I meandered through the San Jose airport looking at shops and pausing to admire several art installations. I had no one to mange but myself. It was odd. I counted back through my memories and came to the conclusion that I have not traveled solo since I was 19 years old, single, and a college student. Even then my parents came with me to the gate and Howard met me at the other end. (We were dating, but not yet engaged.) I was not afraid to be in an unfamiliar airport by myself. I’ve done enough traveling to know what to expect even when I don’t know the exact locations of the things I expect.
San Jose is a mix of things familiar and things new. I grew up only 45 minutes from here. I see the palm trees, ground ivy, yellow hills, and part of my brain says that I’ve come home. Right outside my hotel window is the Great America amusement park which was the cool place to go when I was a middle school kid. I was looking at the architecture as I rode in a taxi to the hotel. It is quintessentially California with all those early spanish influences. The colors and red tile roofs would be exotic except that they are so familiar.
Baycon itself is also a mix of things different and familiar. Other than Mary Robinette Kowal, with whom I am staying, and John Picacio, whom I’ve met briefly on a couple of occasions, I didn’t know anyone. I do now. Conventions are like that. After the Mingle with the Guests event, I have new blogs to look up and people with whom to keep in touch. The feel of convention hotel is very familiar. The vibe of the attendees is comfortable. Yet everything has a slight spin which reflects the local aesthetic and zeitgeist. The most different part is being completely at my own disposal.
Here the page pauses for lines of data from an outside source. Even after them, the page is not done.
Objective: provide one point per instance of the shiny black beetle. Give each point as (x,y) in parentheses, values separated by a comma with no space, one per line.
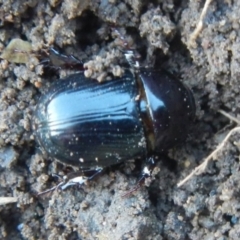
(92,125)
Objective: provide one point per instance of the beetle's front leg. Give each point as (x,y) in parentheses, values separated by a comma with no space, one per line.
(72,179)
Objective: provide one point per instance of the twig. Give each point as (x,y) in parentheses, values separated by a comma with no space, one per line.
(199,26)
(6,200)
(229,116)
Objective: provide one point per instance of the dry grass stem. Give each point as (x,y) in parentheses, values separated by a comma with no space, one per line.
(198,170)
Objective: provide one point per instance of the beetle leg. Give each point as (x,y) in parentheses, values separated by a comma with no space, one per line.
(146,173)
(67,182)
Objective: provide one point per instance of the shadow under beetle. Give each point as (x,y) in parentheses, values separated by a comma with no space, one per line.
(92,125)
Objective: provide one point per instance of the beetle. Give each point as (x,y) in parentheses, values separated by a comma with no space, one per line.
(91,125)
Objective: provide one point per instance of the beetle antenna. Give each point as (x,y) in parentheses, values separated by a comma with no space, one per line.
(146,173)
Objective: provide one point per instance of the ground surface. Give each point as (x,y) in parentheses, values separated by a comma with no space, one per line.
(207,206)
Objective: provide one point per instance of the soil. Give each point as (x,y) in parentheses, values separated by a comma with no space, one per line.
(205,207)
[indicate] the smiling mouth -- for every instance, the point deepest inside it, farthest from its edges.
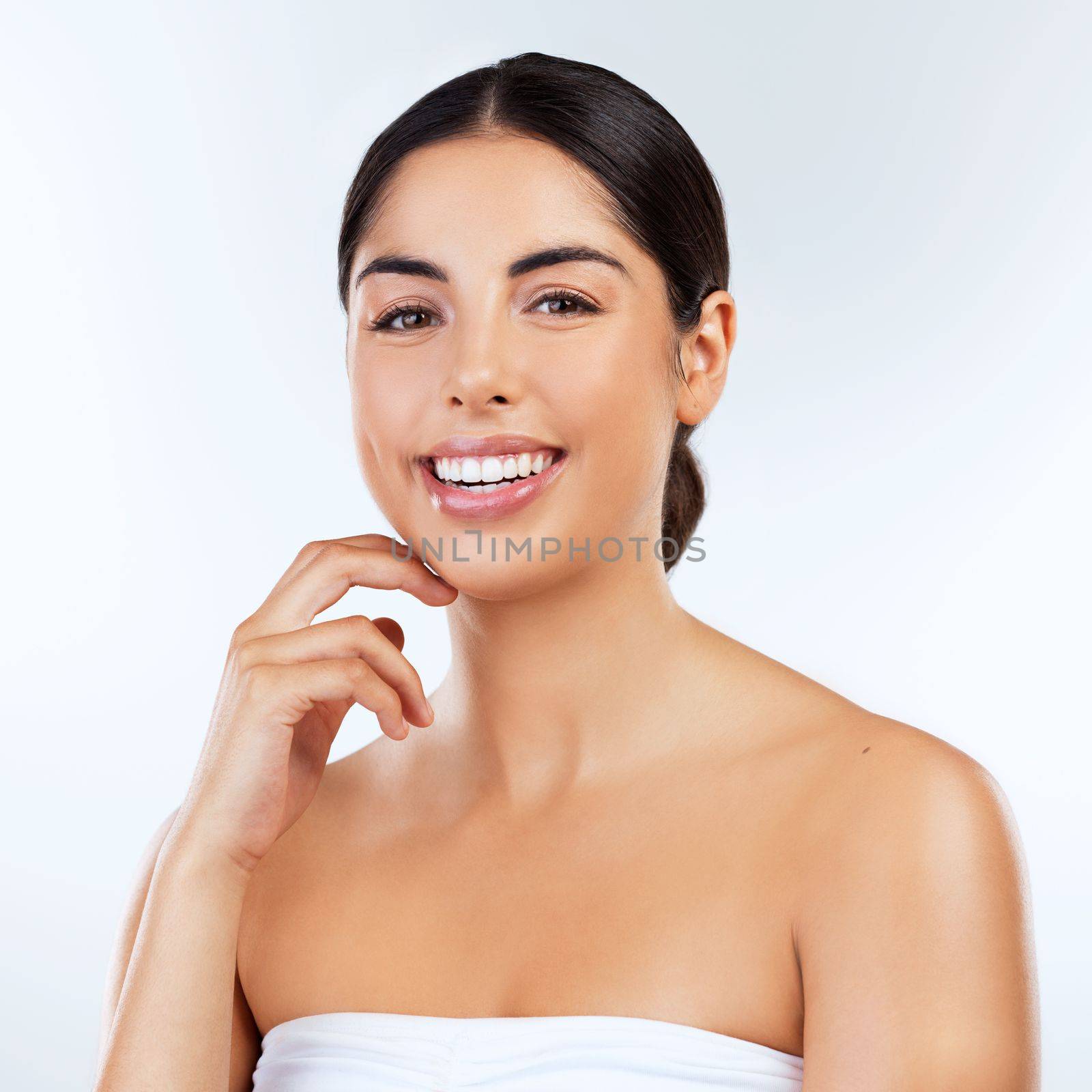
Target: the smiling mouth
(491, 473)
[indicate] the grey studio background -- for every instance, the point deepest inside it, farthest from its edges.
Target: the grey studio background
(899, 465)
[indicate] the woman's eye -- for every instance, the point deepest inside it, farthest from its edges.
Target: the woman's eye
(411, 315)
(568, 304)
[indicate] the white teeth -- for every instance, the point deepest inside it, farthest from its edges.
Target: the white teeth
(493, 472)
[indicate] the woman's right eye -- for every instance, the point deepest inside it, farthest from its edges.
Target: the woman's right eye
(403, 311)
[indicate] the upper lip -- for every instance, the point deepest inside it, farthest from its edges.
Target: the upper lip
(500, 444)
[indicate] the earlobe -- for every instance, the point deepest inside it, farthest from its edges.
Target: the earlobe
(706, 358)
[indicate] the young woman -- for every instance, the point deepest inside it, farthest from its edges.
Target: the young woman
(615, 849)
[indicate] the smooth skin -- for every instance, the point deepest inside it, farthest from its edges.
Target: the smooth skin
(616, 808)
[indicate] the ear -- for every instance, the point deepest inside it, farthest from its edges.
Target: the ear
(704, 356)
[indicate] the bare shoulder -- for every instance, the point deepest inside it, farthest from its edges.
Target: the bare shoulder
(913, 912)
(879, 786)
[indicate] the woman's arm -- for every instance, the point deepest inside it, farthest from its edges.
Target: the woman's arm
(285, 691)
(177, 944)
(915, 942)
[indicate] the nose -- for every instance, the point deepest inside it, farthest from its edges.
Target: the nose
(484, 373)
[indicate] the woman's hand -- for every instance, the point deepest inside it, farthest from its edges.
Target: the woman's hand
(287, 686)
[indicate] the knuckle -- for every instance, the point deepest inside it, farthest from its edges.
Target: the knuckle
(258, 682)
(360, 625)
(243, 633)
(244, 655)
(313, 549)
(358, 670)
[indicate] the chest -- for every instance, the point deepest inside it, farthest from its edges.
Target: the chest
(636, 908)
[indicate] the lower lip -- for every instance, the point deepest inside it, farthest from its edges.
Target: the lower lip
(489, 506)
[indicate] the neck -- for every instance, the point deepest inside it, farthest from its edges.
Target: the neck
(567, 686)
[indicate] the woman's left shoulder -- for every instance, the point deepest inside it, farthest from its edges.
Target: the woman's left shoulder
(890, 800)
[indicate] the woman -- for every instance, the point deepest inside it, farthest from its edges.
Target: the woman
(615, 848)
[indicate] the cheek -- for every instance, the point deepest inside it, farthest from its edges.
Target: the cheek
(384, 409)
(622, 410)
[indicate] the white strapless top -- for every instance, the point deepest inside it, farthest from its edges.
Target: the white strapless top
(393, 1052)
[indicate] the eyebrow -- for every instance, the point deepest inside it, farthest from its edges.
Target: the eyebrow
(535, 260)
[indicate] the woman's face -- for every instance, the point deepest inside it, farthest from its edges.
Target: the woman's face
(480, 351)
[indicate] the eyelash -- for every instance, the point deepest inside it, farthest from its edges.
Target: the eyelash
(384, 322)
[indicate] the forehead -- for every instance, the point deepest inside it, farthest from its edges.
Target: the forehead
(482, 199)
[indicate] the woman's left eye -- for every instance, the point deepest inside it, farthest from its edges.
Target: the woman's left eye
(576, 304)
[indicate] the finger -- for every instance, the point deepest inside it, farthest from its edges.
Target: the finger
(343, 638)
(333, 568)
(308, 553)
(391, 631)
(289, 691)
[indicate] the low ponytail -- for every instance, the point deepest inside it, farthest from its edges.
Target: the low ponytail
(684, 496)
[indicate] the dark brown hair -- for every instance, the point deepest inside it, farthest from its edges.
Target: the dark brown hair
(661, 190)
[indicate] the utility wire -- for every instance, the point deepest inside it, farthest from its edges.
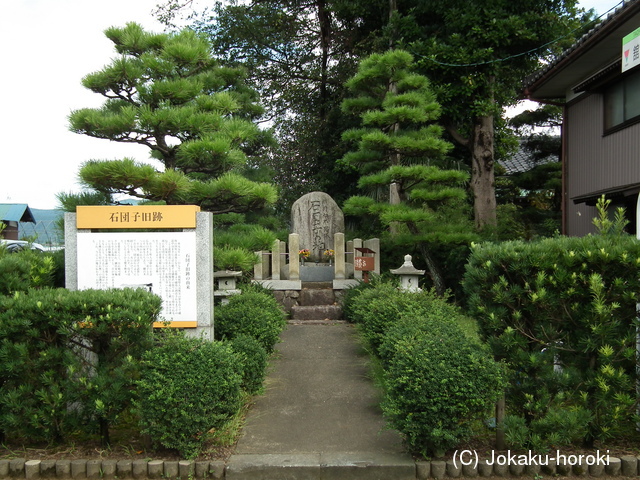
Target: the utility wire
(505, 59)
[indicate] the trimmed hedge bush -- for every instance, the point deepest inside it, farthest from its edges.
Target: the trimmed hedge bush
(376, 309)
(562, 313)
(254, 313)
(188, 387)
(254, 361)
(439, 382)
(61, 348)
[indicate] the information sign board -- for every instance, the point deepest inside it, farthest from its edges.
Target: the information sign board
(631, 50)
(163, 262)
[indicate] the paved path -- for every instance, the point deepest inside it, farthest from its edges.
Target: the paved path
(319, 416)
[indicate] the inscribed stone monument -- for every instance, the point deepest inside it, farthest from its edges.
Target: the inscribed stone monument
(316, 217)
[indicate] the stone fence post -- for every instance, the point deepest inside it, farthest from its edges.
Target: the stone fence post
(294, 258)
(340, 272)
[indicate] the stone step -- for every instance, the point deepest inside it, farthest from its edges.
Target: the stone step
(314, 296)
(316, 312)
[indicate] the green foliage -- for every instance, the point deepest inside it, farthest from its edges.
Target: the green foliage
(254, 361)
(234, 258)
(374, 310)
(399, 149)
(115, 332)
(438, 381)
(254, 313)
(562, 313)
(25, 269)
(61, 348)
(187, 388)
(164, 87)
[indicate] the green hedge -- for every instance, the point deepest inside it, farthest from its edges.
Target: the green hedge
(562, 313)
(439, 379)
(253, 358)
(255, 313)
(375, 309)
(187, 388)
(61, 348)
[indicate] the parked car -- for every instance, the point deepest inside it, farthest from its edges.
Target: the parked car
(17, 245)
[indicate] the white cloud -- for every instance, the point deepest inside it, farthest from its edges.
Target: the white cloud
(47, 48)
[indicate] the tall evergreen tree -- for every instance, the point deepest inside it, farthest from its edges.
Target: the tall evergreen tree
(167, 92)
(399, 148)
(480, 52)
(299, 53)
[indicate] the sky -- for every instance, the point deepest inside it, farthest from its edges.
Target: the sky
(47, 47)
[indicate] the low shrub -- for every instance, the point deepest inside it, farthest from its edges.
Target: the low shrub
(376, 309)
(187, 388)
(61, 348)
(25, 269)
(562, 313)
(254, 361)
(438, 383)
(254, 313)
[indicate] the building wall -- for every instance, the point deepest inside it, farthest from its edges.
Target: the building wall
(593, 161)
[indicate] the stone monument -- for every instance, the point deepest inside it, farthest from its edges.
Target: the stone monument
(316, 217)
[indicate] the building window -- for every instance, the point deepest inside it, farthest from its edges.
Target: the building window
(622, 102)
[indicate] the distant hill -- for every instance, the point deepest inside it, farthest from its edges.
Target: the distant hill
(46, 229)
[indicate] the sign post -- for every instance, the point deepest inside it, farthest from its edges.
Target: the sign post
(167, 249)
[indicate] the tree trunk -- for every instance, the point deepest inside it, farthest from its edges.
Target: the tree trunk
(324, 19)
(483, 183)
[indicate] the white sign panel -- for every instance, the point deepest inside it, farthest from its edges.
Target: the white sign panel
(162, 262)
(631, 50)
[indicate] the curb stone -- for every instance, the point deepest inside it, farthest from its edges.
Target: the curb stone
(335, 467)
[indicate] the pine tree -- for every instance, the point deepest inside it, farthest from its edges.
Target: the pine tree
(400, 148)
(167, 92)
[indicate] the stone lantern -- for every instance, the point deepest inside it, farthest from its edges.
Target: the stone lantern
(226, 284)
(409, 275)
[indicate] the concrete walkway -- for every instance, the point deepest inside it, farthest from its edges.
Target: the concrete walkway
(319, 417)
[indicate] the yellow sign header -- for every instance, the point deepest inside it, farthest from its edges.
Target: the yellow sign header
(137, 216)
On the first evening I discovered yet another small adjustment I need to make professionally. The very first moment I was called on to introduce myself I said “I’m Howard Tayler’s wife.” It was a useful hook because the other person then connected me with where they’d seen me before, unfortunately it also emphasized the wrong part of who I am. Here at Baycon I’m trying to be Sandra Tayler, writer rather than Sandra attached to Schlock Mercenary. Mary helped me rehearse a better introduction and has flawlessly introduced me to many people in ways that make me sound interesting. There was a moment at breakfast this morning where someone I’d been talking to for an hour finally connected me to Howard and lit up with delight. It made me happy, in part because having someone be delighted at you is always a positive experience, but also because it meant that the respect I’d been getting before was all earned by me rather than bestowed upon me by my association with Howard.
I was at the Mingle with the Guests event and Mary introduced me to a friend. I ended up telling about my writing for a little bit. In a moment when the friend was distracted by something else, Mary leaned over and said “Do you realize that you keep stepping backward like you’re trying to flee?” I looked down and realized that I was indeed at least two feet from where the conversation began. I had been slowly moving the conversation because I’d take a tiny step back and others would step forward to keep within good talking proximity. It wonderfully expressed the tentativeness I feel when presenting myself for my own works rather than the associations with others. I think I shall also find comfort in it because they did step forward so that we could continue to talk.
Thus far my conventioning without Howard experience has been a good one. There are edges of missing home and kids, occasional moments when I feel odd or misplaced, but on the whole I am having a great time.